Electronic vs. nuclear stopping:

  • Electronic (collision) stopping — energy lost to atomic electrons via Coulomb interactions. This is the ionizing component responsible for total ionizing dose (TID) in electronics. Dominates at all but the lowest proton energies.
  • Nuclear stopping — energy transferred to atomic nuclei via Coulomb elastic scattering. This is the non-ionizing component responsible for displacement damage (lattice defects, NIEL). Significant for protons below ~10 keV; negligible above ~100 keV.
  • Total stopping = electronic + nuclear. This determines the particle range (CSDA range) and overall energy deposition rate.

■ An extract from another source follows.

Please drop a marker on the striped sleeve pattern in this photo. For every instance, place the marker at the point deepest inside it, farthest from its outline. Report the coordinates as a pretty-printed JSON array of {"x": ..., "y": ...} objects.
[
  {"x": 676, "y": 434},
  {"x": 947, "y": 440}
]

Linear Energy Transfer (LET):

LET is numerically equal to the stopping power but expressed in units convenient for single-event effects (SEE) analysis. The standard SEE unit is MeV·cm²/mg. The conversion from mass stopping power is:

LET [MeV·cm²/mg] = S/ρ [MeV·cm²/g] × 10−3
LET [keV/µm] = S/ρ × ρSi × 0.1 = S/ρ × 0.233

where ρSi = 2.33 g/cm³. The LET values shown here use the total stopping power (electronic + nuclear).

Proton LET and SEE:

Proton direct-ionization LET is very low (< 0.6 MeV·cm²/mg across all energies), well below most SEE thresholds. Proton-induced SEE in space and accelerator environments is overwhelmingly caused by nuclear reaction secondaries — high-LET recoil nuclei and fragments produced when the proton undergoes a nuclear interaction in the device. These secondaries are not captured by the stopping power data shown here; proton SEE cross-sections require either testing or Monte Carlo simulation (GEANT4, FLUKA, CRÈME).

References

  1. NIST PSTAR: Stopping-Power and Range Tables for Protons — electronic and nuclear stopping powers for silicon. National Institute of Standards and Technology.
  2. NIST ESTAR: Stopping-Power and Range Tables for Electrons — collision stopping powers for silicon. National Institute of Standards and Technology.
  3. ICRU Report 49, “Stopping Powers and Ranges for Protons and Alpha Particles,” International Commission on Radiation Units and Measurements, 1993.
  4. ICRU Report 37, “Stopping Powers for Electrons and Positrons,” International Commission on Radiation Units and Measurements, 1984.